A logo and its core elements should be easy to recall after just one short glance. It should function alone as a symbol. A logo that is too complex will be harder for the viewer to understand and process, and the result is it will be easily forgotten.


Nobody cares about hip, lookalike logos. Recognisable logos of major brand can serve as inspiration, but it is a bad idea to mimic them. The same applies to ubiquitous design trends. A successful logo will work unaltered for many years, seemingly timeless as it outlasts constantly changing design trends.



The best logos are usually designed with the principles of proportion and symmetry in mind. Proportionate elements and symmetry can help to create a pleasing and balanced aesthetic. When creating a word mark or figurative trademark, the proportions and style of logo should also work well with the chosen typeface. If the logo includes many colours, you should also ensure it also works well in plain black and white.

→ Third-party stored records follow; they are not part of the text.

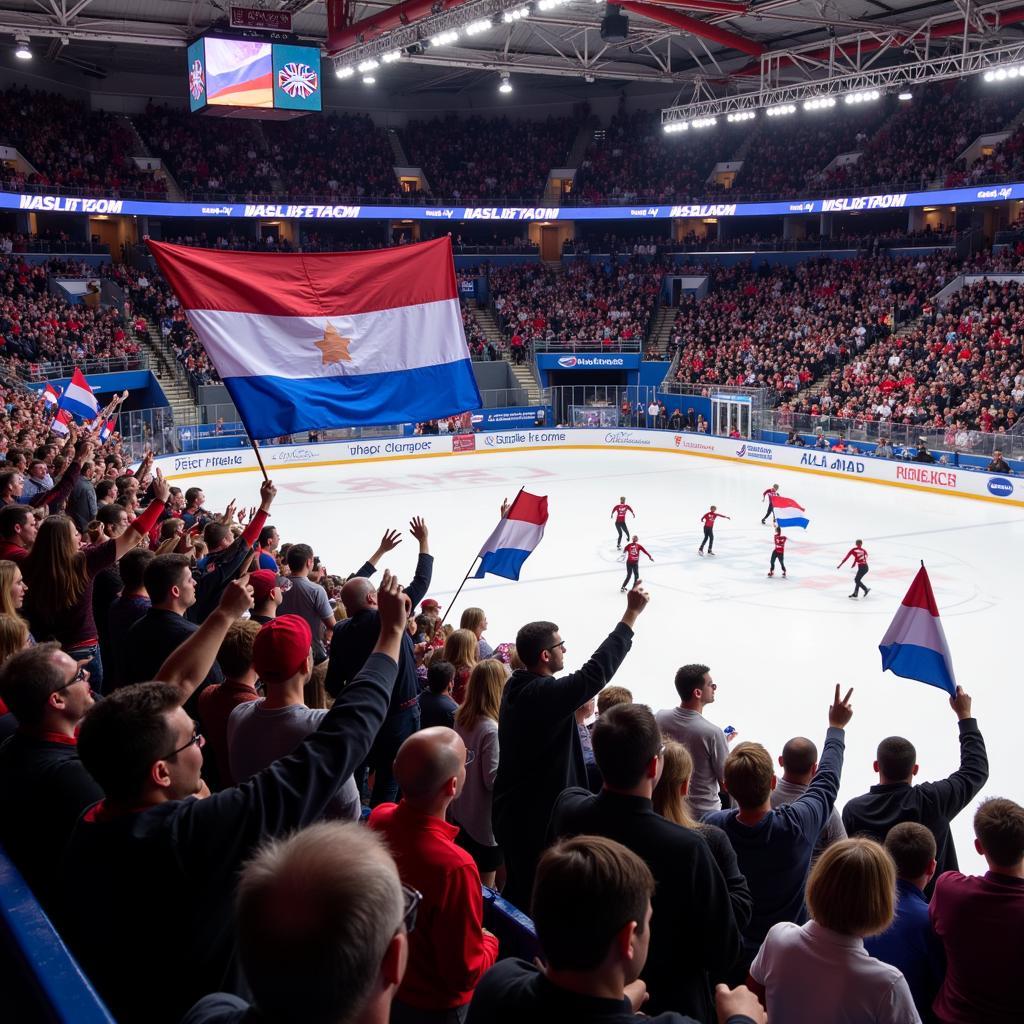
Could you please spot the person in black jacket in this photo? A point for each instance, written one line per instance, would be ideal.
(693, 933)
(44, 786)
(151, 870)
(896, 799)
(351, 643)
(537, 731)
(592, 907)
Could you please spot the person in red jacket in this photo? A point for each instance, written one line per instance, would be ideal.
(778, 554)
(859, 557)
(450, 950)
(709, 520)
(620, 511)
(633, 550)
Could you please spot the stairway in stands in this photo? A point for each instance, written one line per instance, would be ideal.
(660, 331)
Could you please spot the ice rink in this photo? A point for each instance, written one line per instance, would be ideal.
(776, 647)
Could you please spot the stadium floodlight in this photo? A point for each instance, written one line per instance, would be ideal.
(865, 96)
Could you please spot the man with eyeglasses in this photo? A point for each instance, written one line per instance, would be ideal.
(340, 950)
(44, 787)
(540, 743)
(153, 927)
(694, 936)
(452, 949)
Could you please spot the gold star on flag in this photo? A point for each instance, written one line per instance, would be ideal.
(333, 347)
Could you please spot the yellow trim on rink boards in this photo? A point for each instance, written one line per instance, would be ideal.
(592, 448)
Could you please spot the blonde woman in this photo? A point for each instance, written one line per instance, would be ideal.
(670, 801)
(460, 649)
(476, 622)
(820, 971)
(476, 723)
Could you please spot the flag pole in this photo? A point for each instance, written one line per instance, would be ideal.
(473, 563)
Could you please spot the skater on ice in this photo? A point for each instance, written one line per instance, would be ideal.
(633, 551)
(778, 554)
(859, 557)
(709, 521)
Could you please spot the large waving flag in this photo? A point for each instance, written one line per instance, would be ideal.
(788, 518)
(321, 340)
(914, 645)
(515, 537)
(78, 397)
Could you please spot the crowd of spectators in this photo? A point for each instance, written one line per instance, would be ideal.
(71, 146)
(473, 159)
(781, 328)
(37, 327)
(664, 864)
(960, 369)
(634, 161)
(597, 303)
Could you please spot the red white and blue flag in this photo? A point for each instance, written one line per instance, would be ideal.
(318, 340)
(515, 537)
(788, 518)
(914, 645)
(78, 397)
(60, 421)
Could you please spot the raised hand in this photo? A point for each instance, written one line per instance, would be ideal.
(841, 711)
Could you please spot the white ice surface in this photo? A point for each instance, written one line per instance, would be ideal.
(776, 647)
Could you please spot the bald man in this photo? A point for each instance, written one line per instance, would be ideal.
(450, 950)
(352, 641)
(799, 762)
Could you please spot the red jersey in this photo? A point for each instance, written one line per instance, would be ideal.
(859, 557)
(633, 552)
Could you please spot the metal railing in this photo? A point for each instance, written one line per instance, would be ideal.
(59, 370)
(950, 439)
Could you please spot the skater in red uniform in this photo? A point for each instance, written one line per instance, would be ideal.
(619, 512)
(778, 555)
(633, 551)
(709, 520)
(859, 557)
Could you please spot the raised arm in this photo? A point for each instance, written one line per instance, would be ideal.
(190, 663)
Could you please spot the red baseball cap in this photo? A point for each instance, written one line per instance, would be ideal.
(281, 648)
(262, 582)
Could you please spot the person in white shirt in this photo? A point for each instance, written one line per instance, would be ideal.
(820, 971)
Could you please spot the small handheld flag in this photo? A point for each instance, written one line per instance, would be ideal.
(914, 645)
(515, 537)
(78, 397)
(791, 518)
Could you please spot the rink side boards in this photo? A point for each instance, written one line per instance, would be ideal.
(935, 479)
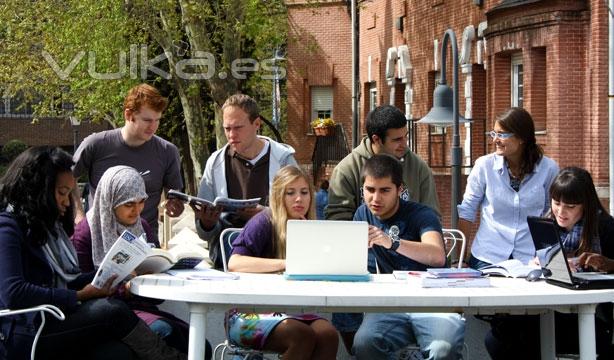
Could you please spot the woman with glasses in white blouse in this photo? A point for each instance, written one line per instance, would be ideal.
(507, 186)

A distinctive logo by itself is not enough. But in the face of tough competition between brands, a well-executed, distinctive illustrated logo can make that vital difference that gets your brand noticed. A successful brand logo or identity icon demands uniqueness, emotion and impact.



My clients include leading brand consultants, global corporate identity specialists, design studios, traditional advertising houses, regional businesses, and local design teams. These creative directors, art directors, and individual designers are highly skilled, passionate and dedicated to achieving excellent design results. They are an absolute pleasure to work with.

Another area I specialise in is creating identity logos for public institutions, including local authorities, museums, organisations, trusts, and charitable foundations. I also provide editorial illustrations for various publications, which gives me the interesting opportunity to develop a range of icons on a theme.

In today’s globalised market, modern communication tools and swift digital data transfer enables me to work with clients all around the world. Europe remains my primary market, but I am also seeking to intensify my collaborative partnerships with clients in the Asia/Pacific region and North America.